I have run sudo qemu-img convert box-vmware-disk.vmdk -O raw /dev/sda1. No error was encountered all seems to have ended ok, but when I open the hard disk I cannot see any files.

I want to be able to see the files to assure me when i reboot the machine the system will pick the OS to boot from.

Do anyone know what I am doing wrong?

Also when I run: fdisk box-vmware-disk.vmdk -l

I end up with;

Disk box-vmware-disk.vmdk: 0 MB, 0 bytes 255 heads, 63 sectors/track, 0 cylinders Units = cylinders of 16065 * 512 = 8225280 bytes Sector size (logical/physical): 512 bytes / 512 bytes I/O size (minimum/optimal): 512 bytes / 512 bytes Disk identifier: 0x00000000

Disk box-vmware-disk.vmdk doesn't contain a valid partition table

Could this be the reason?

1 Answer 1


IME qemu-img sometimes heavily corrupts images or simply fails at converting them. This may be version dependent, but I haven't had much success with it.

If your box-vmware-disk.vmdk file works inside a VM, I suggest that you boot some Linux inside the VM and use dd to copy its contents to your target (raw) virtual disk.

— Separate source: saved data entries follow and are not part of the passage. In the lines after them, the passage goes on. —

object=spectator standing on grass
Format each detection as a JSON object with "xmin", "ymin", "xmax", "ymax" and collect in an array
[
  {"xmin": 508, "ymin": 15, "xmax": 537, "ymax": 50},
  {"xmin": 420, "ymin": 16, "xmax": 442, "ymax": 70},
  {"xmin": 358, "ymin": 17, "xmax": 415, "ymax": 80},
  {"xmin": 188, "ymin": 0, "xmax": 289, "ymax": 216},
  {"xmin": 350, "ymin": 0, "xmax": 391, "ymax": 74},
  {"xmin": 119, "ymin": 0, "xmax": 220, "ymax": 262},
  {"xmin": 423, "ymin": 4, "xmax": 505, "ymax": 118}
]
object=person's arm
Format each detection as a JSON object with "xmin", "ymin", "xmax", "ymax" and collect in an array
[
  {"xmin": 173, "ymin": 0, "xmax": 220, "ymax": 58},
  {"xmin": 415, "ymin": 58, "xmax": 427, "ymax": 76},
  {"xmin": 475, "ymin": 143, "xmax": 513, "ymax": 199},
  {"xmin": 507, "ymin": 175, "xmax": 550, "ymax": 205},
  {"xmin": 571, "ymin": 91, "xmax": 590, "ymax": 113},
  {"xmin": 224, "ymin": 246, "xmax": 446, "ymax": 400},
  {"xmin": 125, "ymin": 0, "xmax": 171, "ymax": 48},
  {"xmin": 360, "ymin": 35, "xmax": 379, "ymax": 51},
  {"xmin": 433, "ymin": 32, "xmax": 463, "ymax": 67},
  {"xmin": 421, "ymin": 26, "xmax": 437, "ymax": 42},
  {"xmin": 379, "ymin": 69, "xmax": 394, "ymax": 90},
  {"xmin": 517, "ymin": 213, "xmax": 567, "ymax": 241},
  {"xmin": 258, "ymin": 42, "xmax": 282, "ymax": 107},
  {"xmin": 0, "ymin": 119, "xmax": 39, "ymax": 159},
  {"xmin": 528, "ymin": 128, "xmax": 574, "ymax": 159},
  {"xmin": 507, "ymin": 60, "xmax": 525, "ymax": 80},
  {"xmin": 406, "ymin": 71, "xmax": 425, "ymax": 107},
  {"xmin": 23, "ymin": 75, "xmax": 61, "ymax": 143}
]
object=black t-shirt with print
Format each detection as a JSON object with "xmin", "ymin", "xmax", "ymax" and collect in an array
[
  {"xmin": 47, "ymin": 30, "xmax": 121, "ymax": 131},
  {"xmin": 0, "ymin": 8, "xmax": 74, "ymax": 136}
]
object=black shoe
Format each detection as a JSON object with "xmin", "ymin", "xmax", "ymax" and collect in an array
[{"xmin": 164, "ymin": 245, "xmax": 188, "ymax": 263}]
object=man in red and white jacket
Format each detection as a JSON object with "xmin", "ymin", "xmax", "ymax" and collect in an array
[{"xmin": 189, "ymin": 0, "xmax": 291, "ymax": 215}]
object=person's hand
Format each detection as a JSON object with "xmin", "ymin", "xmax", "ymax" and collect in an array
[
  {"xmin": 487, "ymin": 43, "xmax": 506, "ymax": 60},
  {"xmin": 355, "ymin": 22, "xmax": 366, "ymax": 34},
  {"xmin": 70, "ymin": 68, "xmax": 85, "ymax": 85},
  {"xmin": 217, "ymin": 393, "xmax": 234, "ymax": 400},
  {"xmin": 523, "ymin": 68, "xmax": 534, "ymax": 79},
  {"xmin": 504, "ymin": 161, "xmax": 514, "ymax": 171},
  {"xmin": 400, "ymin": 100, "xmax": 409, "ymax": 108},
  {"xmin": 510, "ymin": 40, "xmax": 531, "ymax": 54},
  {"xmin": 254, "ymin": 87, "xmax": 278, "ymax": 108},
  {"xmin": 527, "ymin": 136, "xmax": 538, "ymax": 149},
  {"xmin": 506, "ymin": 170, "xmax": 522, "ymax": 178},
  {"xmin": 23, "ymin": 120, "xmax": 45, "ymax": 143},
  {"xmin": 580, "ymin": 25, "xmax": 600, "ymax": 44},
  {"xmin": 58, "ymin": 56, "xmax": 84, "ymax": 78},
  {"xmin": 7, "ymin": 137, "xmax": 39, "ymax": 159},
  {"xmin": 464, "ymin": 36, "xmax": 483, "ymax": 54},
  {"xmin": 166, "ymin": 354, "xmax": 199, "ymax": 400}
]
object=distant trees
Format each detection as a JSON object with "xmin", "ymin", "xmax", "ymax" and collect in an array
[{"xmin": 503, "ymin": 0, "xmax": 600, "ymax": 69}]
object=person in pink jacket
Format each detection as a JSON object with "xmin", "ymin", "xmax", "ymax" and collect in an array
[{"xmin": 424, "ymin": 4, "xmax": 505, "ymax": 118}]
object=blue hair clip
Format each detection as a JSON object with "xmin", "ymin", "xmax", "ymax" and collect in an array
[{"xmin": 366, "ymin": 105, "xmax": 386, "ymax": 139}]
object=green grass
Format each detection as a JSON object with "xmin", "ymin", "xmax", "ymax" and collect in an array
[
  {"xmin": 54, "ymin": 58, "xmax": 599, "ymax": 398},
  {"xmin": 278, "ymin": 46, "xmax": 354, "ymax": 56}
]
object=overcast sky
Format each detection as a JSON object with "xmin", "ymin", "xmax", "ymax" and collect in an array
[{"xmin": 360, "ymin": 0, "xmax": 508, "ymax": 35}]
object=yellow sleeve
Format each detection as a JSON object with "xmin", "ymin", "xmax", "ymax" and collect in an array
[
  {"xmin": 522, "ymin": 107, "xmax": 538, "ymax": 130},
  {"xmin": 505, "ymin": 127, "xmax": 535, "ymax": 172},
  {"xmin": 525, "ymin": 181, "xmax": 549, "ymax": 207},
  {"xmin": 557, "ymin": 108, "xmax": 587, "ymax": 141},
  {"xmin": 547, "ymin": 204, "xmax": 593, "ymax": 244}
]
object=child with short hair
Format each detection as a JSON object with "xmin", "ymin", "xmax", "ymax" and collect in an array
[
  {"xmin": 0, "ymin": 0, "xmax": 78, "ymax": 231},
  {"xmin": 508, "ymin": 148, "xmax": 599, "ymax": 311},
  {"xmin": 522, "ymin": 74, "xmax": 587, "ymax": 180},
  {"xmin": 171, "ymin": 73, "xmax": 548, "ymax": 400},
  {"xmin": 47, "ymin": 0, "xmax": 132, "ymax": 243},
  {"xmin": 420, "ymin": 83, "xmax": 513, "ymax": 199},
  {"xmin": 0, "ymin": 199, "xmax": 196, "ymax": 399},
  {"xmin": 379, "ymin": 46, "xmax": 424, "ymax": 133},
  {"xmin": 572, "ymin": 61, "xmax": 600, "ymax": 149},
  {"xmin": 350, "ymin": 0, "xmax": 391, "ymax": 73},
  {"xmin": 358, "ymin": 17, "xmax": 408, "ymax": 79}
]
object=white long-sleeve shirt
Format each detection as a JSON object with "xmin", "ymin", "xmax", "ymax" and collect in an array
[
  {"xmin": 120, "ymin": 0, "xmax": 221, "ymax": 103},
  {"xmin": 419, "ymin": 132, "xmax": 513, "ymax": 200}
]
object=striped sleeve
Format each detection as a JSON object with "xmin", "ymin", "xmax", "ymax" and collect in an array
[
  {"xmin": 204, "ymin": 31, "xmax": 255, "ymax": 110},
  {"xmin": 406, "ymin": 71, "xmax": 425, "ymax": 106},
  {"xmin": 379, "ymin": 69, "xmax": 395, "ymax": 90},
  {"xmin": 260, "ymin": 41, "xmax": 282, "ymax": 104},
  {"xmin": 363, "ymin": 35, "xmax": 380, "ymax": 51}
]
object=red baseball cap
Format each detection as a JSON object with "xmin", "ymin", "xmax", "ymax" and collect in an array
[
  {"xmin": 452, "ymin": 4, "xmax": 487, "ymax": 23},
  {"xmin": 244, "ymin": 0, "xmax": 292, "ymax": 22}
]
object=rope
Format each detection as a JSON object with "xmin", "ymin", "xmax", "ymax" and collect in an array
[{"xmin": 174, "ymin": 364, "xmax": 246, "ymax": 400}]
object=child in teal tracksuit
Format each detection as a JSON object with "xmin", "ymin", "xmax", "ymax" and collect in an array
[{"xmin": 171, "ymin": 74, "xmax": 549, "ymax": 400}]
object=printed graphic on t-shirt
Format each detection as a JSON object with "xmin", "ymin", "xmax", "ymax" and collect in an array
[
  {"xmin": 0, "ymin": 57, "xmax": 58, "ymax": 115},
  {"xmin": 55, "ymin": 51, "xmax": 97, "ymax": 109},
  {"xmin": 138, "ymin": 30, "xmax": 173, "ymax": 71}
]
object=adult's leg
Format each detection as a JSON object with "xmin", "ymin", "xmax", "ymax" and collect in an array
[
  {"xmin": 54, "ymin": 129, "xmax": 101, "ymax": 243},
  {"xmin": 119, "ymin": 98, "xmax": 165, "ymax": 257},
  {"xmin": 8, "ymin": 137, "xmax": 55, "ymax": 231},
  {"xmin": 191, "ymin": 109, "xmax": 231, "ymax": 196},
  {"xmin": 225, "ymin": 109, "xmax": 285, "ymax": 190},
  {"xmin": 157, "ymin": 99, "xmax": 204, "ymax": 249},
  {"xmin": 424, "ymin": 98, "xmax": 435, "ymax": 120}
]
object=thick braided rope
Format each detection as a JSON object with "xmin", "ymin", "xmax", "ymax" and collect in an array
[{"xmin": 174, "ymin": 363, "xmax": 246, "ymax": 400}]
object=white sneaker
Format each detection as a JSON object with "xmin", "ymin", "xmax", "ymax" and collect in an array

  • Is the MBR also copied accross using dd?
    – Bitmap
    Jun 29, 2011 at 13:01
  • @Bitmap Yes, the idea is to copy the whole disk. First you create the raw image file with its size equal to the .vmdk virtual drive's. You can find that out with "qemu-img info file.vmdk". Then you add that raw file to your VM. Once you boot Linux inside the VM you'll have your .vmdk image accessible on e.g., /dev/sda, and your added raw disk at e.g., /dev/sdb. Then you run "dd if=/dev/sda of=/dev/sdb bs=100000000 conv=noerror" and wait until it finishes (it can take a while). This copies the whole disk, MBR included. Then you shut the VM down, remove the .vmdk and boot your raw image instead.